MELISSA BLOCK, host:
When Iranian president Mahmoud Ahmadinejad spoke at Columbia University yesterday, a student submitted this question: Why does the Iranian government execute homosexuals? Ahmadinejad dismissed the question.
President MAHMOUD AHMADINEJAD (Iran): (Through translator) In Iran, we don't have homosexuals like in your country. We don't have that in our country.
(Soundbite of crowd laughing and booing)
Pres. AHMADINEJAD: (Through translator) In Iran, we do not have this phenomenon. I don't know who's told you that we have it.
BLOCK: Under Iranian law, sodomy, or lavat, is punishable by death.

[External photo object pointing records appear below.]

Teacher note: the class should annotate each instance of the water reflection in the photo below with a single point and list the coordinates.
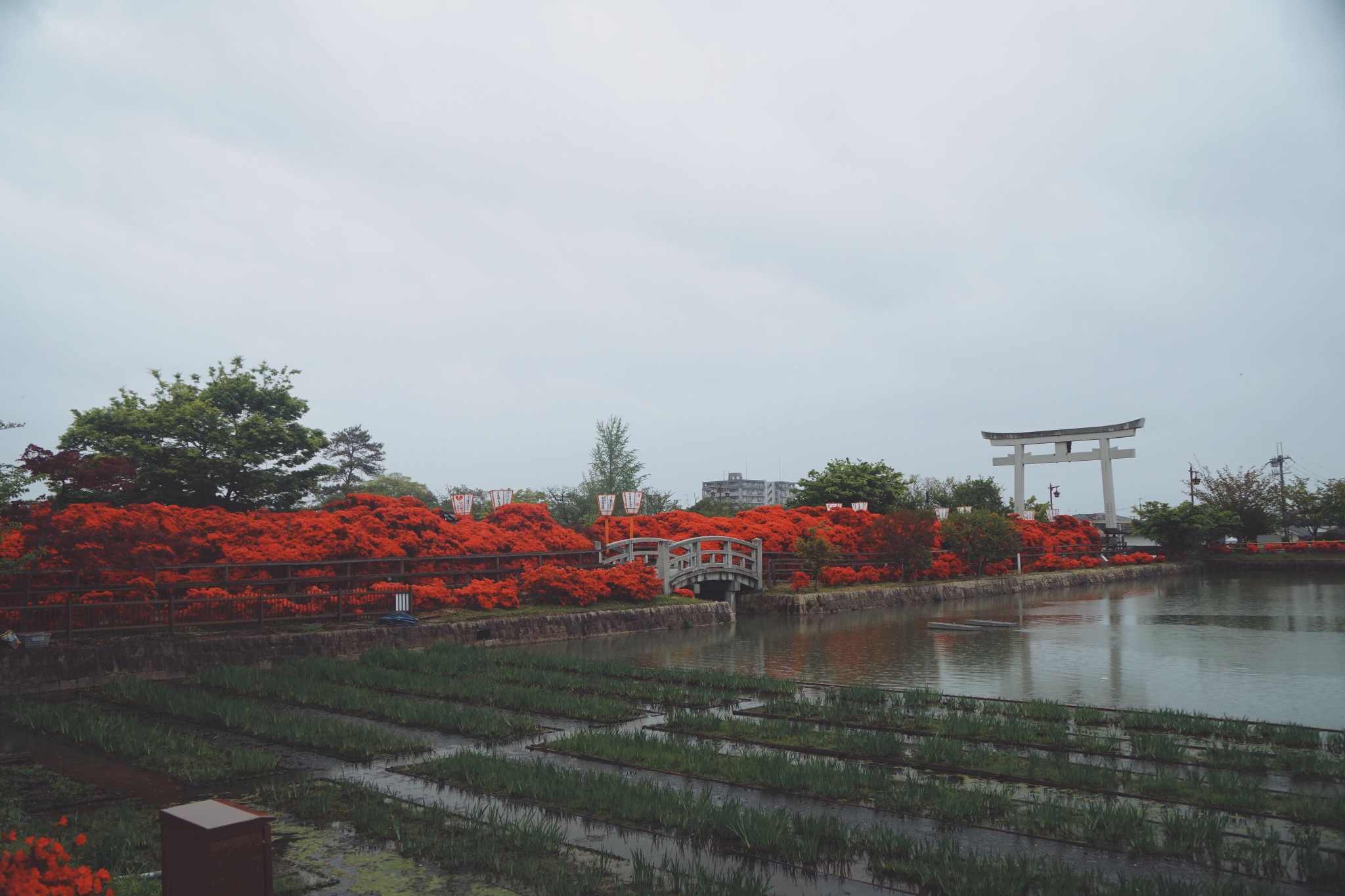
(1255, 647)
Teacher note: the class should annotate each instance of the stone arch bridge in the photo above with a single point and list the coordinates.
(708, 565)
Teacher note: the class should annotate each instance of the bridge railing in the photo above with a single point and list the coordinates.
(685, 561)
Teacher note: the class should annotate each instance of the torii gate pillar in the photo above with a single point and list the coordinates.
(1064, 441)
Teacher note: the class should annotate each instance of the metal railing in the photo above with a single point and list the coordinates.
(690, 561)
(34, 586)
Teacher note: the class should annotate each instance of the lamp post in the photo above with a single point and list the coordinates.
(606, 504)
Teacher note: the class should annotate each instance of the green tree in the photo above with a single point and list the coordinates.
(658, 501)
(904, 538)
(571, 507)
(718, 507)
(613, 468)
(816, 554)
(849, 481)
(1252, 496)
(1185, 527)
(1331, 503)
(354, 454)
(979, 538)
(232, 438)
(14, 484)
(399, 485)
(979, 494)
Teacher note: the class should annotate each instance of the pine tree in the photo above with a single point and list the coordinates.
(355, 456)
(612, 465)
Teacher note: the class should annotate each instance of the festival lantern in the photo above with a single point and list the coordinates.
(606, 505)
(632, 501)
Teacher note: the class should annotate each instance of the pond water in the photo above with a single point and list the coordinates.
(1262, 647)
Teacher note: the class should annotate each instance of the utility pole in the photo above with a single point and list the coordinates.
(1278, 463)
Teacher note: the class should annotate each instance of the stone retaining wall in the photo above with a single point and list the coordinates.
(76, 667)
(1279, 565)
(892, 595)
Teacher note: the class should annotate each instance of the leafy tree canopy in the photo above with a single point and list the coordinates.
(718, 507)
(78, 479)
(848, 481)
(231, 440)
(979, 538)
(816, 553)
(1185, 527)
(1315, 508)
(979, 494)
(354, 454)
(1252, 496)
(399, 485)
(14, 479)
(613, 468)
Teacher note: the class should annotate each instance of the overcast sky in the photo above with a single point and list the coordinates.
(766, 234)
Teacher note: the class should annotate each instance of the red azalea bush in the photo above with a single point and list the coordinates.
(839, 575)
(568, 586)
(946, 566)
(43, 868)
(141, 536)
(136, 542)
(487, 594)
(1053, 562)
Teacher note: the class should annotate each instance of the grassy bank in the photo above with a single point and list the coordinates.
(260, 719)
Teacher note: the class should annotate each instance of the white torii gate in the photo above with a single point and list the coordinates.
(1064, 441)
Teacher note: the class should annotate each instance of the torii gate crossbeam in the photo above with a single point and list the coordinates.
(1064, 453)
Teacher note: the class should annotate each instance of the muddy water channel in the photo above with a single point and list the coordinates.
(1258, 647)
(761, 757)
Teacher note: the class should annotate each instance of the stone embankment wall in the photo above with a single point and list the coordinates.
(84, 666)
(892, 595)
(1279, 565)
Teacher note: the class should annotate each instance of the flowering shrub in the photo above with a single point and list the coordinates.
(42, 867)
(487, 594)
(569, 586)
(1053, 562)
(944, 566)
(142, 536)
(628, 582)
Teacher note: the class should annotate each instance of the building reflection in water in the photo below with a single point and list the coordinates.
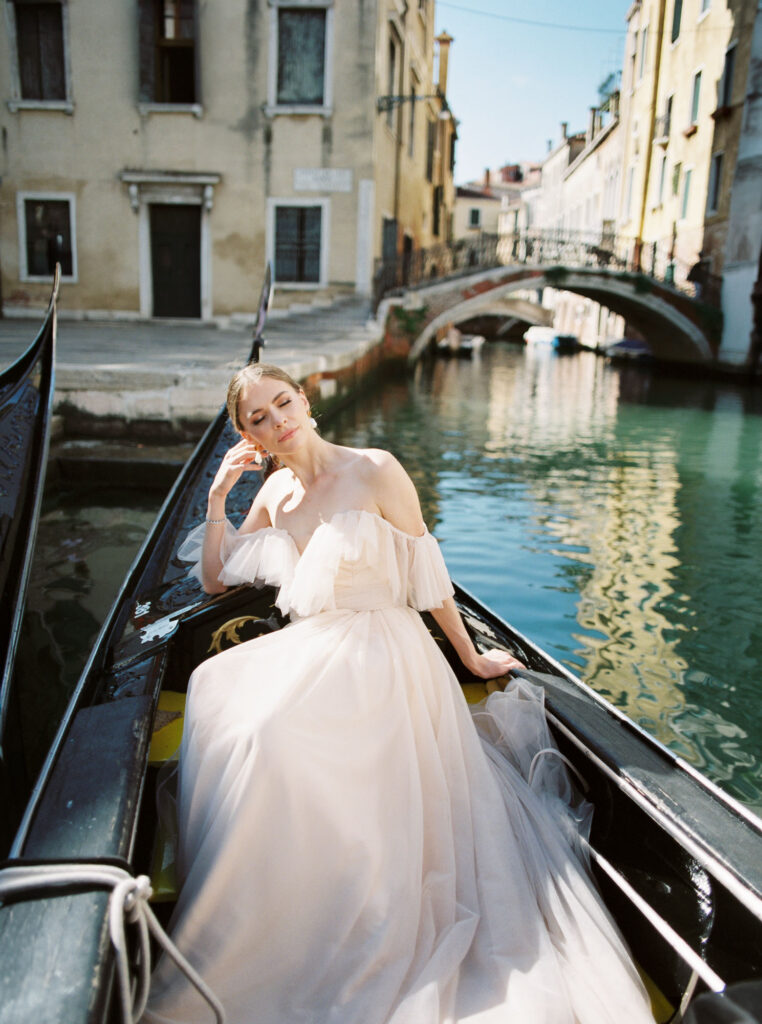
(610, 515)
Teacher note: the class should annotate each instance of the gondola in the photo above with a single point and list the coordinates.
(678, 862)
(26, 409)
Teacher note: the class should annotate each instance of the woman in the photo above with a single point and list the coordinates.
(351, 850)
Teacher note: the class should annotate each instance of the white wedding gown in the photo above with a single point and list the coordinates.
(351, 850)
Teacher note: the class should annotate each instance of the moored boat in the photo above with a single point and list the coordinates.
(26, 408)
(678, 862)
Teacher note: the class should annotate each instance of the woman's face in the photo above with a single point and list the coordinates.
(273, 416)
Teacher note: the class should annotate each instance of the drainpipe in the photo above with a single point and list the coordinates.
(651, 129)
(398, 122)
(443, 40)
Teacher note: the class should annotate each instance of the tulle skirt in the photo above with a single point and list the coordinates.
(353, 851)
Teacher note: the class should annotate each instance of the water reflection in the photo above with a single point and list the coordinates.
(612, 517)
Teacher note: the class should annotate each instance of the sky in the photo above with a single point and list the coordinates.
(511, 83)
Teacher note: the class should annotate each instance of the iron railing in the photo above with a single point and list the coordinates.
(545, 248)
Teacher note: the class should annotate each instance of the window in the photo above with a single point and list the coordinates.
(438, 195)
(298, 232)
(694, 97)
(628, 193)
(726, 82)
(301, 56)
(715, 181)
(412, 121)
(39, 29)
(643, 49)
(46, 231)
(676, 171)
(167, 44)
(686, 194)
(662, 179)
(676, 15)
(430, 146)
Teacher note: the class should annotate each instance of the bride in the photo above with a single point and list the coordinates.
(352, 850)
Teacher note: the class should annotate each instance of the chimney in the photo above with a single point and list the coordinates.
(443, 40)
(592, 124)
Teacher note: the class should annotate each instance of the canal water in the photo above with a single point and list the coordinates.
(610, 514)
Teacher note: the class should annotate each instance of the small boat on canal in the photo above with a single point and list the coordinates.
(678, 862)
(26, 408)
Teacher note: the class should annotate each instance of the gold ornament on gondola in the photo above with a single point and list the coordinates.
(228, 632)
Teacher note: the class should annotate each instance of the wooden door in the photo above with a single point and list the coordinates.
(175, 259)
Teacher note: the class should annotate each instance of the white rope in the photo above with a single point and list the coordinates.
(128, 901)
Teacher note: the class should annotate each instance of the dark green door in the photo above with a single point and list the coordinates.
(175, 259)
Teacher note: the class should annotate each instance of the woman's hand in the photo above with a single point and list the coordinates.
(237, 461)
(493, 664)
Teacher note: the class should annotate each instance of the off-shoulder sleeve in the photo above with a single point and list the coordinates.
(428, 581)
(189, 550)
(265, 555)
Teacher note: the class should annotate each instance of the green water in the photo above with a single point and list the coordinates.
(611, 516)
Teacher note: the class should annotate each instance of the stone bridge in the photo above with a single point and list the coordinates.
(678, 327)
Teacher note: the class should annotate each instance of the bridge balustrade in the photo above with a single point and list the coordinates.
(568, 250)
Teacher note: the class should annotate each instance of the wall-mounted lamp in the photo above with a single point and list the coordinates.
(386, 103)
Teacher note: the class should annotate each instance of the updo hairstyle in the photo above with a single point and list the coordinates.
(252, 374)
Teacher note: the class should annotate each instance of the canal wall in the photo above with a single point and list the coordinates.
(162, 382)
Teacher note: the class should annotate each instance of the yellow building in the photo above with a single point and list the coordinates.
(683, 84)
(163, 150)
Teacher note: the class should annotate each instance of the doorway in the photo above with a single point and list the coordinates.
(175, 259)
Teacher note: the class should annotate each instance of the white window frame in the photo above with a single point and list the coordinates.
(721, 98)
(629, 192)
(687, 175)
(15, 102)
(272, 108)
(714, 183)
(22, 198)
(642, 55)
(694, 120)
(661, 181)
(325, 204)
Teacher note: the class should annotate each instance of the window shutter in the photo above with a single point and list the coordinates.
(301, 55)
(146, 49)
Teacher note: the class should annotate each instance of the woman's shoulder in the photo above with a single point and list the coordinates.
(375, 462)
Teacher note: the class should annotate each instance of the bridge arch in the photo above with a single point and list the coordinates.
(669, 320)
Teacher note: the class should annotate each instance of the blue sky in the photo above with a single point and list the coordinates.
(511, 84)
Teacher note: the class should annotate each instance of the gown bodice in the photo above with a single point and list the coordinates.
(355, 560)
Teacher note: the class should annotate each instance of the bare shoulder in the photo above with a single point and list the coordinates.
(268, 496)
(392, 489)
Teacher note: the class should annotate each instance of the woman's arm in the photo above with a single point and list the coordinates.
(488, 666)
(236, 462)
(397, 502)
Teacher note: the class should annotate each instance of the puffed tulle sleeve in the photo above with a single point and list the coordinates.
(263, 556)
(428, 581)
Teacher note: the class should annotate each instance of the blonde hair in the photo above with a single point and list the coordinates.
(252, 374)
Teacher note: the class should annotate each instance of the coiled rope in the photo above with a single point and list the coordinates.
(128, 901)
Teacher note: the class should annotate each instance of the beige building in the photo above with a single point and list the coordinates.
(683, 87)
(162, 151)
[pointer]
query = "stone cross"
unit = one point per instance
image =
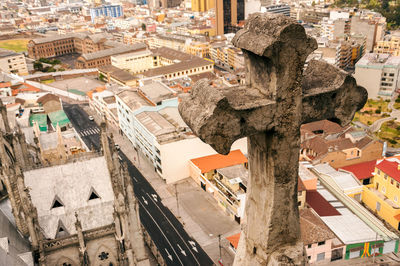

Arsham Parsi fled Iran in 2005 after he founded the group now known as the Iranian Queer Organization. He lives in Canada and joins us from Toronto.
Mr. Parsi, welcome to the program.
Mr. ARSHAM PARSI (Executive Director, Iranian Queer Organization): Hi. Thank you very much for your invitation.
BLOCK: What was your reaction yesterday when you heard those words from the president?
Mr. PARSI: At first time I was laughing and in few minutes, I just thinking okay, what he said. And I'm sure that he knows about everything in Iran and I'm sure that he doesn't have lack of information. And it's actually a strong statement. It's not just a joke. And when he say we don't have any homosexual in Iran that means don't talking about these issues. We don't accept their rights.
BLOCK: How would you describe the gay scene that you knew as a young man in Iran?
Mr. PARSI: Gay people in Iran - the best way that I can describe the gay people in Iran - actually, the queer people in Iran, you can imagine a person that they have a mask on their faces 24 hours, seven days. They are gay people, they are queer people, but they have to play these heterosexual roles in the society, in the school, in their work, everywhere.
BLOCK: Would there be places where gay people would know they could congregate safely?
Mr. PARSI: They have a networking in Iran and it's actually through Internet. We don't have any club, of course, in Iran for gay people. And we don't have any places they can go in public or cinema or somewhere else. Usually, they have a private gathering in their homes.
BLOCK: How much of a climate of fear is there would you say among gays in Iran now?
Mr. PARSI: Imagine that you don't have any rights, and if anybody attack you, if anybody discriminates against you, you cannot go to court, you cannot protest anybody and you have to be quiet. It's very dangerous situation. And it's not just by government. If police arrests a queer person in Iran, they might be trial for jail or execution, stoned to death and et cetera. But before the arrest, and they are - they live in their society and they're living a homophobic society.
BLOCK: Mr. Parsi, when you came out, how did your family react?
Mr. PARSI: I didn't came out for my family. I'm a out person, but for my family - because my family is one of the Iranian family. I just told them I'm a human rights activist.
BLOCK: But they must know now.
Mr. PARSI: Mothers knows everything.
BLOCK: Your mother knows everything.
Mr. PARSI: And all mothers knows about their children.
BLOCK: Do you think, Mr. Parsi, when you think about the comments of President Ahmadinejad in New York yesterday, do you see that being any sort of moment for change in Iran or do you figure that Iran will go on as it has before -criminalizing homosexuality?
Mr. PARSI: No, it doesn't change, it become worst. Because they know about our activities and about our queer movement. And my question is if Mr. Ahmadinejad say that we don't have homosexuals in Iran, so why the court sentenced to execution or torture or anything for being homosexual? And I don't know what Mr. President Ahmadinejad has answer for me.
BLOCK: Mr. Parsi, thanks for talking with us today.
Mr. PARSI: You're welcome.
BLOCK: Arsham Parsi is executive director for the Iranian Queer Organization. He's based in Toronto.